The kind of person who would disappear in a crowd.
If Grace Lee had seen her high school photos, she wouldn’t have said that. Back then, Samuel Clark was often sick, drank Chinese medicine for years, had a puffy figure, a pale complexion, and always wore loose, drab uniforms—just a very average girl.
Fortunately, after her health improved, she lost twenty pounds in college. With her fair skin and delicate features, it was like she’d been completely transformed, and people started to notice her.
It was also true that college was really different from high school. Here, beauty standards were diverse, and every kind of personality was accepted, which was why she got more attention.
“Hey, who wasn’t a mess in high school? We were all just focused on studying,” Grace Lee said, putting a piece of meat in Samuel Clark’s bowl. “But I’ve seen you turn down several guys.

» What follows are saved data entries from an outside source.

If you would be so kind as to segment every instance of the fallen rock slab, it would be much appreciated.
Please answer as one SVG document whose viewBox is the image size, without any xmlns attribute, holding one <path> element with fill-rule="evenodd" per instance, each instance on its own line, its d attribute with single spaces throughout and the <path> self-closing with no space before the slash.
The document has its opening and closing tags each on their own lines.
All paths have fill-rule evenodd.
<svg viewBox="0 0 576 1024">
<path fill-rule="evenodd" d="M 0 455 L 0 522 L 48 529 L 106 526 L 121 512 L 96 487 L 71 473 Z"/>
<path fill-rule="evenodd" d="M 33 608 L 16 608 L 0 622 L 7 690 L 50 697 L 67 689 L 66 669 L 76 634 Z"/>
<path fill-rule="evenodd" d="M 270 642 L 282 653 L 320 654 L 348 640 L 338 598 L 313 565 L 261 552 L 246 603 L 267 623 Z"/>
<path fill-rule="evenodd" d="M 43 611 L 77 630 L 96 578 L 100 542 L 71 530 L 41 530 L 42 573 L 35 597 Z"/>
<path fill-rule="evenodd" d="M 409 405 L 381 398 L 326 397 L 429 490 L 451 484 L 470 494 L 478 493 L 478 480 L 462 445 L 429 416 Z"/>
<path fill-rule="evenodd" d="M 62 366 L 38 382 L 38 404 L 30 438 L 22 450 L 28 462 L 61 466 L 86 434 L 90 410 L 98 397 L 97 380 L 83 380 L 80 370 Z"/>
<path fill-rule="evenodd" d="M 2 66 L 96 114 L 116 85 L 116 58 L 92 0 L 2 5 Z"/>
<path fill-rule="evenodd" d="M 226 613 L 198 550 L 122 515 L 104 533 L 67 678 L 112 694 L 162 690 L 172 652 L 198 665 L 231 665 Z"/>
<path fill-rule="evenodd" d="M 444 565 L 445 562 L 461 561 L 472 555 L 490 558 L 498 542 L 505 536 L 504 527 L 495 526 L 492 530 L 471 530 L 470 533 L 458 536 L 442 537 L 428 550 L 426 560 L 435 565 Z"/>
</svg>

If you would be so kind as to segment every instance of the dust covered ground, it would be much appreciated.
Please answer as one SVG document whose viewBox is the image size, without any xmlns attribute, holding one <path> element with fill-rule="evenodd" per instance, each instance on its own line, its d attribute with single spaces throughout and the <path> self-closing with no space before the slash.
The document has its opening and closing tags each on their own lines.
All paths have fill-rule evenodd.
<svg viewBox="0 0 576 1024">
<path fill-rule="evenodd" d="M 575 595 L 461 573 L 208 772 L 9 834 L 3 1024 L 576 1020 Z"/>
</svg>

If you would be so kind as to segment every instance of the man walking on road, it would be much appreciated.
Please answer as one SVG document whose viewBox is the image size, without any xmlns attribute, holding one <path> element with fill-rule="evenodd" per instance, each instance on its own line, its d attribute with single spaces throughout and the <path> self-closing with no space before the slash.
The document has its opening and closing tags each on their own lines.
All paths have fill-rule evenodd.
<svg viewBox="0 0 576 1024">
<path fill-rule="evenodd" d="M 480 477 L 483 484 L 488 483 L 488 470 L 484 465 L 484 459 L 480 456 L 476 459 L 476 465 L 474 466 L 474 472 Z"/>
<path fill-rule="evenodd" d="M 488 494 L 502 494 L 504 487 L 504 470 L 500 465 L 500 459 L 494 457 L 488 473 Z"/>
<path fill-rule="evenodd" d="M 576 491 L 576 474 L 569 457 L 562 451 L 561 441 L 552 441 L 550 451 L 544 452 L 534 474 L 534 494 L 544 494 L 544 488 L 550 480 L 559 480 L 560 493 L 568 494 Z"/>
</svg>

What kind do you actually like?”
Samuel Clark bit her straw without answering, a playful face flashing through her mind before she quickly pushed the thought away and shook her head. “I don’t know, either.”
“That’s fine, there’s still plenty of time,” Grace Lee said, poking at her food with her chopsticks. After a while, she realized something and pulled a face. “Ugh, I can’t do this. I got spinach, and now just seeing anything green makes me want to puke. It’s disgusting.”
“I’ll eat it for you, I don’t mind.” Samuel Clark said with a smile, then picked up the spinach and put it in her own bowl.
At five in the afternoon, Samuel Clark stood on the rooftop of the school’s ideological and political building, letting the evening breeze blow through her hair. The wind rustled the test papers she’d spread out on the railing, making them sound like white doves about to take flight.